In this step, the hardware state includes network latency, disk state, and the like. Generally, when the host resource YARN is exclusive, the network state is judged through automatically collected network load information, and the hard disk state can be judged at the same time, so as to evaluate the hardware state of the cluster. The method further comprises the following steps:

step A1: collecting network load information of a cluster;

step A2: and evaluating the network delay of the cluster according to the network load information, and evaluating the disk state of the cluster.

Step 120: and determining the health state of the nodes in the cluster according to the evaluation result.

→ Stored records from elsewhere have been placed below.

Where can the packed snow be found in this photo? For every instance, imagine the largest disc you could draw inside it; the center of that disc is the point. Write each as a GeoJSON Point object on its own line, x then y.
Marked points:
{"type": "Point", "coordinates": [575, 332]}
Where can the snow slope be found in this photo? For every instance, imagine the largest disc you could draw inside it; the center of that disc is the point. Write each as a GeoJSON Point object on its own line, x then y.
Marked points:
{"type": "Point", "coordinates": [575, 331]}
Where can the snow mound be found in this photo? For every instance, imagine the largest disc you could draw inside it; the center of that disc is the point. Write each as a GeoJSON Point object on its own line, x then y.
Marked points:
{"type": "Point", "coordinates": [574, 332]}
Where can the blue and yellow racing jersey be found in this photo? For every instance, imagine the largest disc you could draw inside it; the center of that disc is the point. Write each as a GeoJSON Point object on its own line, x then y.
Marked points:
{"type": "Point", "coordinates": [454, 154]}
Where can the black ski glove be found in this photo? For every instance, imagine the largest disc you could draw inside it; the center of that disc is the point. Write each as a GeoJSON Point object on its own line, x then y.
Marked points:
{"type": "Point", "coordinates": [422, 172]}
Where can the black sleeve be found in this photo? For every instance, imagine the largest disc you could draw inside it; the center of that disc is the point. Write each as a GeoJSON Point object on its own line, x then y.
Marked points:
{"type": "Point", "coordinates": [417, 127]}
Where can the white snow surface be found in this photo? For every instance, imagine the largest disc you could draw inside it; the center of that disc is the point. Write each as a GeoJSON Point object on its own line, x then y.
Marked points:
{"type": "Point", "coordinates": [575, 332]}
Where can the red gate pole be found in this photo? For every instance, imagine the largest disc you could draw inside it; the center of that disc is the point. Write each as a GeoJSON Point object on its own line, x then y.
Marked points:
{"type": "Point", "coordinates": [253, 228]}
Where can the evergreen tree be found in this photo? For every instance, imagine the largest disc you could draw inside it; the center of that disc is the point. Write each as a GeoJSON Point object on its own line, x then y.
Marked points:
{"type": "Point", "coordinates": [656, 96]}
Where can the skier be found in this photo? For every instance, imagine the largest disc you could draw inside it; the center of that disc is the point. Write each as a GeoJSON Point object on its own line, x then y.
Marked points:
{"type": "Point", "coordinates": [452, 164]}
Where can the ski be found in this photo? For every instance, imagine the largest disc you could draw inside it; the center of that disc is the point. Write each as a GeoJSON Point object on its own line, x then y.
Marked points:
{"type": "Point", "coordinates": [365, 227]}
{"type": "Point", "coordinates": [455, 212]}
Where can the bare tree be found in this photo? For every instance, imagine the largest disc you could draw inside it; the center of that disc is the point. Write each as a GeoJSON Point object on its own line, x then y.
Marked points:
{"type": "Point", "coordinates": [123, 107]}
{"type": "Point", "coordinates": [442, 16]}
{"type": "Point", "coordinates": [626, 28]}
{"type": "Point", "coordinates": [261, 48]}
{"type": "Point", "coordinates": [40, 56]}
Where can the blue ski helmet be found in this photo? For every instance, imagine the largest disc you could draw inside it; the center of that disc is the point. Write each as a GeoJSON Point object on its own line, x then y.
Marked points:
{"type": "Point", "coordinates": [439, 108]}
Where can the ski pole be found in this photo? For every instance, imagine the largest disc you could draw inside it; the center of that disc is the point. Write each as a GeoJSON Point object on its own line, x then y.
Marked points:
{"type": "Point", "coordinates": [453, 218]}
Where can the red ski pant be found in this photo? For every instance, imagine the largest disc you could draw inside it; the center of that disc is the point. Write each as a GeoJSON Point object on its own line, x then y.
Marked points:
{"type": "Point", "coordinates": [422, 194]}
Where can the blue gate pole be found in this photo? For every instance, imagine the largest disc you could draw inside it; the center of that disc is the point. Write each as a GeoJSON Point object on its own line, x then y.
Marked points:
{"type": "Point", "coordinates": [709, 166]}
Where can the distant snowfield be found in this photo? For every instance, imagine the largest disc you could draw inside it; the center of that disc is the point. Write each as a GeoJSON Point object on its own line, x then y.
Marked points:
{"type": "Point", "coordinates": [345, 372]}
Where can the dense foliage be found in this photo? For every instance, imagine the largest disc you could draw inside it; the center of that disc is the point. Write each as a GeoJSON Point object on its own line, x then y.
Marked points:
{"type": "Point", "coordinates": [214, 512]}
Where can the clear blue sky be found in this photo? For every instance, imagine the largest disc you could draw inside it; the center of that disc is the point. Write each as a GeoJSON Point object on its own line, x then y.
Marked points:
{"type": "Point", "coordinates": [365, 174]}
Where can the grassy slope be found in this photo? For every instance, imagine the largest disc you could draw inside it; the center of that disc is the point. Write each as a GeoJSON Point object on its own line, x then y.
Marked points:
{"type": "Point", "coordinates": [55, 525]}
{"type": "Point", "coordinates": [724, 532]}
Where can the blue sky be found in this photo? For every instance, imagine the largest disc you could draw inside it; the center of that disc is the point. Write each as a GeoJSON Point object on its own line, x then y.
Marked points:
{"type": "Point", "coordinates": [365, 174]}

And judging whether the downtime risk exists according to the evaluation result, and if so, determining that the health state of the nodes in the cluster is unhealthy and needing further processing. The evaluation result may be whether the hardware state of the cluster meets a preset condition, and when the hardware state of the cluster meets the preset condition, the state of the node in the cluster is determined to be unhealthy. Or, the evaluation result may also be a score, and when the evaluated score is greater than or less than a preset threshold, the state of the node in the cluster is judged to be unhealthy. It is understood that, in step 110, the hardware status includes one or more hardware statuses, and in this case, if the result of the evaluation of a certain hardware status meets a preset condition or the score of the evaluation is greater than or less than a preset threshold, the node status of the cluster is determined to be unhealthy, without determining the health status of the node according to the evaluation result of the whole hardware.

Step 130: and when the state of the node is unhealthy, performing offline operation on the node manager.

The NodeManager is offline according to the condition of the current node without influencing the service, so that the stable operation of the system is guaranteed. It will be appreciated that when the condition is restored, the NodeManager may also be modified to the appropriate parameters and the line restored, as will be described in detail later.

Fig. 2 shows a flowchart of a method for managing node manager states in a cluster according to another embodiment of the present invention. This embodiment is the case where the host resource is not exclusive to YARN. As shown in fig. 2, the method comprises the steps of:

Step 210: when the host resource is not exclusive to YARN, the CPU usage and memory usage are evaluated.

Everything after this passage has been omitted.